Mucho antes que por las “leyes del dinero” o por los “intereses comerciales”, que repercuten sólo indirectamente, el mecanismo mismo de los suplementos culturales, así como el de toda la maquinaria cultural, en general, está dominado –corrompido, si se quiere– por un concepto divulgador y ecuménico –comercial, sí, en definitiva– de la cultura, que desactiva de partida el músculo crítico y convierte a los reseñistas en simples portavoces del gusto dominante, mucho antes que en árbitros del mismo.

Que la cosa no sea percibida así se debe a que el gusto público no es uno solo. La llamada “industria cultural” trabaja en diversos niveles, y por lo que toca a la literatura todavía cabe distinguir entre distintas calidades de gusto. Aquella por la que abogan los suplementos literarios viene a ser, por decirlo brevemente, la correspondiente a “los lectores a los que les gusta que les guste leer”. A esa franja, la de sus lectores, pertenecen la inmensa mayoría de los reseñistas reclutados por los suplementos culturales. Y siendo así, ¿qué más se les puede pedir? Ellos tienen la conciencia muy tranquila, sabiendo que no hacen el juego a la vulgar cultura de masas. Fijémonos,  si no, cómo se ufanan de desdeñar los llamados best-sellers,  los géneros populares. A menos que se disfracen de otra cosa. O que los practiquen flamantes académicos. O que… La verdad es que todo está cada vez más confuso, así que, por si acaso…

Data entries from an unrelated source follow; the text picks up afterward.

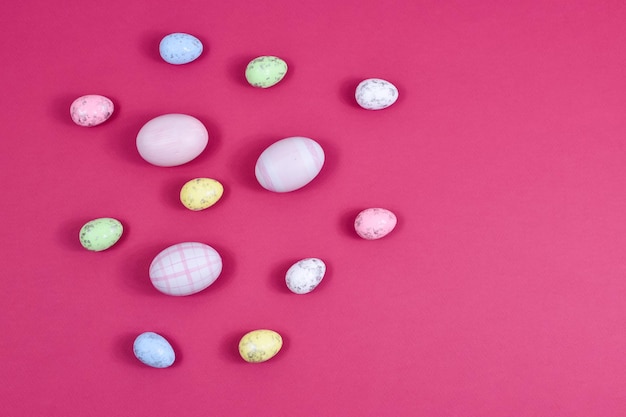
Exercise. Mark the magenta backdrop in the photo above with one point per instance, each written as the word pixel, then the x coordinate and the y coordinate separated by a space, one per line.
pixel 500 293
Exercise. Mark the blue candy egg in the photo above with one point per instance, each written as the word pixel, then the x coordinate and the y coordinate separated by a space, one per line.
pixel 180 48
pixel 153 350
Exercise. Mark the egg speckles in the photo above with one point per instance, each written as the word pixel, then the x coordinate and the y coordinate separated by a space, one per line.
pixel 100 234
pixel 91 110
pixel 260 345
pixel 265 71
pixel 305 275
pixel 375 223
pixel 201 193
pixel 180 48
pixel 376 94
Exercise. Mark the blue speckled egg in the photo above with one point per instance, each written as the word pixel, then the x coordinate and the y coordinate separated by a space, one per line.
pixel 153 350
pixel 180 48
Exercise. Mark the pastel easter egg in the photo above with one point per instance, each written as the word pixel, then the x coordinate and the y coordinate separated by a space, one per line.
pixel 376 94
pixel 305 275
pixel 265 71
pixel 180 48
pixel 289 164
pixel 375 223
pixel 260 345
pixel 91 110
pixel 185 268
pixel 154 350
pixel 100 234
pixel 201 193
pixel 172 139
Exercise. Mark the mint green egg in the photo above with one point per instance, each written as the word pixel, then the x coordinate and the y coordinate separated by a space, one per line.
pixel 265 71
pixel 100 234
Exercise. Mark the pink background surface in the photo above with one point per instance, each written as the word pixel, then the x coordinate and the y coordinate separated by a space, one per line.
pixel 500 293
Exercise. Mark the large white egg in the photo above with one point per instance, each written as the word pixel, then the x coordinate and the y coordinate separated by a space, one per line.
pixel 376 94
pixel 172 139
pixel 305 275
pixel 289 164
pixel 185 268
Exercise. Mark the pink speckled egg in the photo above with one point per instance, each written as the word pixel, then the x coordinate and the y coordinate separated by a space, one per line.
pixel 172 139
pixel 185 268
pixel 374 223
pixel 91 110
pixel 289 164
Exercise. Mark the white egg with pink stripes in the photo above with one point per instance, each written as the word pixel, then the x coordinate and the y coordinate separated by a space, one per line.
pixel 185 268
pixel 289 164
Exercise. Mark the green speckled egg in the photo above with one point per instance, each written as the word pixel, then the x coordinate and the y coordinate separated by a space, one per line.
pixel 265 71
pixel 100 234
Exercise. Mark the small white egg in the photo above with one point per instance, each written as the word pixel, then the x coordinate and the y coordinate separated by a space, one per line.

Nada de corruptelas, de venalidad. ¿Mercenarios? Lo crea Lomana o no, a Ernesto Ayala-Dip, a Nadal Suau, a José María Pozuelo Yvancos les gustó, y mucho, La sombra que se va, de Antonio Muñoz Molina, no cabe dudar de eso. Sus comentarios no son deshonestos, no están dictados por intereses inconfesables sino por una muy sincera y conmovida apreciación de lector que, mira por dónde, comparte su juicio con miles de otros lectores iguales a ellos que también han leído ese libro, seguramente sin esperar a sus dictados, y que, en sus conversaciones, dirán de él cosas muy parecidas (quizás menos petulantes, no tan envueltas en pseudotecnicismos literarios, pero esencialmente idénticas).

Mucho me temo, pues, que, pese a lo que dice Lomana, tendremos que resignarnos a tolerar este estado de cosas, porque no tiene visos de cambiar. No al menos en los suplementos literarios ni, como digo, en el marco de la cultura que comparten la mayoría de los lectores a los que están destinados, y a los cuales no sólo hubiera escandalizado, sino también ofendido el que, como pretende Lomana, las carencias de la novela de Muñoz Molina –que para ellos distan mucho de ser tales– hubieran sido sometidas “a un brutal escarnio público”.

Pero dónde se ha visto eso. ¿En un suplemento cultural? Muy pocas veces.  Y cada vez menos, que nadie se haga ilusiones.

Otra cosa es que los suplementos mismos tengan, me temo, sus días contados. Si dependieran de la industria que supuestamente los sostiene y soborna, hace ya mucho que hubieran desaparecido. Si sobreviven es porque lo que hacen lo hacen por sí mismos, con la mejor disposición y toda la convicción, como las viejas criadas de la casa. ¿Y a quién no le gusta que les rasquen la espalda? ¿Quién se pone a mirar la dentadura de un caballo regalado? No desde luego los editores. Ni por supuesto los grandes grupos de comunicación, a los que esos suplementos culturales, precisamente por su inocuidad, suelen importarles bastante menos, me temo, que a Lomana.